Литмир - Электронная Библиотека

Я могу представлять, что мы будем счастливы. Отныне и навсегда. Могу думать, что это простая наша обыденность, а не исключение из правил. Что я здоров, а он счастлив за меня. Что все хорошо.

Но когда я снова выдыхаю — реальность возвращается ко мне.

И несмотря на свои попытки отвлечься, мне хочется, чтобы этот кошмар прекратился.

Но на утро ничего не проходит.

позволь мне проснуться с тобой в одной постели.

В баре я нашел бутылочку Blanco. Азирафель любит испанские вина, хотя я большее предпочтение, на самом деле, отдаю виски или коньяку. Я замечаю, что их тут минимум четыре бутылки. Бар у Азирафеля, на самом деле, чересчур хорош. Он подходит к его составлению с особой аккуратностью и любовью. Никаких дешевок или плохого качества алкоголя. Есть ещё бренди, хенеси, какие-то традиционные греческие напитки (он любит Грецию).

Виски, который он покупает для меня.

Так человек заботится о тебе даже сквозь расстояние. Сквозь что угодно. Ощущение себя пригодным. Если бы всё было хорошо, я бы не хотел сейчас застрелить себя. Смешнее всего осознавать, что вряд ли ты когда-нибудь реально себя застрелишь, и ощущать это желание каждые сутки.

Так подростки из хороших семей мечтают о крэке. Всё слишком хорошо, чтобы реально его пробовать, но руки так и чешутся.

От словосочетания «чешутся руки» у меня фантомно начинает болеть мое левое запястье. Я беру два бокала и иду в гостиную. На улице только-только начинает темнеть. Мы пересекаемся с Азирафелем взглядами. Улыбаемся друг другу.

Можно представить, будто бы все хорошо. Никого ничего не тревожит. Можно так много чего представать. По крайней мере, у меня не болит голова. По крайней мере, я не вижу размазанный череп своего отца. Прошло четверо суток, а я по-прежнему его не вижу.

— Вообще-то, мне по-прежнему нельзя пить, — говорю я, доставая штопор. Прежде чем Азирафель успевает открыть рот, я говорю: — Но, думаю, ничего страшного не случится.

— Ты уверен? — хмурится он, звякнув столовыми приборами. Я стою к нему спиной, продевая острием пробку.

— Мг. От половины бутылки я даже не особо пьянею. Да и, в конце концов, ты рядом, так что мне нечего бояться.

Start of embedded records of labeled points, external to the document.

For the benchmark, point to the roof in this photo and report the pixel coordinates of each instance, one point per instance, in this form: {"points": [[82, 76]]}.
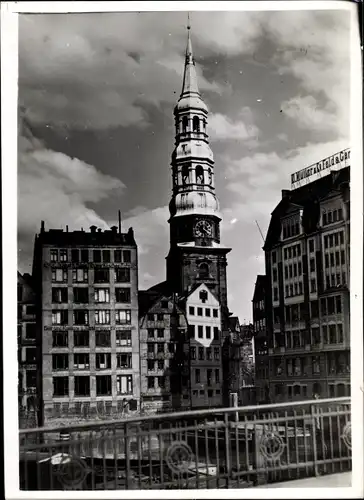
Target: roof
{"points": [[82, 238], [306, 198]]}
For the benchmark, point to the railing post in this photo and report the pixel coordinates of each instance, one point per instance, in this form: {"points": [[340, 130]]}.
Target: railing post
{"points": [[127, 457], [227, 450], [314, 443]]}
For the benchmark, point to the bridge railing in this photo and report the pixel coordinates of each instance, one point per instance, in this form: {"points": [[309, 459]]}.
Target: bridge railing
{"points": [[220, 448]]}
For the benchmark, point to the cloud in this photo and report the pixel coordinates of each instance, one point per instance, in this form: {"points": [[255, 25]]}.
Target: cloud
{"points": [[222, 127], [56, 188]]}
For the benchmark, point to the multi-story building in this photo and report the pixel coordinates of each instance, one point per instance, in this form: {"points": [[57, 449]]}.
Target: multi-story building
{"points": [[261, 339], [86, 284], [163, 333], [28, 353], [307, 268], [196, 263]]}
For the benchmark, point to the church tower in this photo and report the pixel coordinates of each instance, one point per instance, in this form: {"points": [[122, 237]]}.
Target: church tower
{"points": [[196, 255]]}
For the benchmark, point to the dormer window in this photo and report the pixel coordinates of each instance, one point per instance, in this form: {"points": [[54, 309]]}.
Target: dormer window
{"points": [[199, 174], [196, 124], [204, 271], [291, 227]]}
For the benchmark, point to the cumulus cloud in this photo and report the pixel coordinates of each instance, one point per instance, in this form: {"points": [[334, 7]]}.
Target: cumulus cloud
{"points": [[56, 188], [222, 127]]}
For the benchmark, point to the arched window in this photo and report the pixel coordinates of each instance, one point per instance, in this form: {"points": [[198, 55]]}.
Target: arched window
{"points": [[204, 271], [185, 174], [196, 124], [184, 124], [199, 174]]}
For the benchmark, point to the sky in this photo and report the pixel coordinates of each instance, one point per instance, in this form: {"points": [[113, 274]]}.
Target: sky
{"points": [[96, 129]]}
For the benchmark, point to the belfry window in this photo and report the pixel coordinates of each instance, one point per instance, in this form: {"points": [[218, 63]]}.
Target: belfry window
{"points": [[184, 124], [185, 174], [196, 124], [199, 174], [204, 271]]}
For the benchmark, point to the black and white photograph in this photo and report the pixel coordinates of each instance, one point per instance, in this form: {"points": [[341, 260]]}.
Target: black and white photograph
{"points": [[186, 229]]}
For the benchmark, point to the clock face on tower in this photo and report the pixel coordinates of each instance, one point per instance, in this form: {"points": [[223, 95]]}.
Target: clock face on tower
{"points": [[203, 228]]}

Рядом с тобой я могу прямо сейчас начать жрать стекло, будучи уверенным, что ты не позволишь мне умереть.

Так же ты не позволишь мне убежать через заднюю дверь, так?

никто этого не знает.

Я поджимаю губы, когда пробка с характерным звуком оказалась снаружи. Я смотрю в окно.

Какова вероятность, что когда-нибудь я окажусь в двадцати процентах?

Какова вероятность, что у меня вообще будет когда-нибудь своя семья?

Я кладу штопор на стол и иду к столу. Пахнет вкусно. Азирафель поднимает на меня взгляд, и я с каким-то ужасом понимаю, что, кажется, семья у меня есть. Всегда была. После той встречи — у меня появилась семья.

Неважно, целуемся мы или нет, спим или нет, есть между нами что-то большее чем неловкое касание, которое одной ногой стоит в платонических отношениях — это не имеет ровно никакого смысла. Пока Азирафель покупает виски и лепит пластырь на незначительные раны, пока мы ходим по музеям и обсуждаем систему власти над большинством — он моя семья.

Семья из двух странных, покореженных, общественно-опасных людей.

фиксирование власти.

Это все так же не имеет смысла. Я наливаю в бокал вино и улыбаюсь.

— Кроули? — голос Азирафеля рвется как будто сквозь слои ткани, материи, какого-то странного чувства. Я поднимаю на него взгляд. Семья. Он всегда был моей семьей. То место, куда я могу возвратиться — это он. Это всегда был он. — Ты в порядке? Выглядишь… уставшим. Если ты устал, то мы можем, — он резко посмотрел по сторонам, будто бы пытался найти что-то, что он мог мне предложить, — можем не…

— Ангел, — прерываю его я тяжелым выдохом, беря его руку с моего плеча. Я не выпускаю её из своей хватки даже тогда, когда, по идее, должен был. Знаете, что? Нет никакой идеи. Нет никакой сраной идеи. Не для нас. Поэтому я держу его руку в своей. Дольше положенного. Интимнее нужного. Пульс бьется у него чуть ниже запястья. Заволновался. — Всё в порядке. Сколько можно повторять, что с тобой — я всегда в порядке. Даже с пятью дырами в теле и затекшими ногами.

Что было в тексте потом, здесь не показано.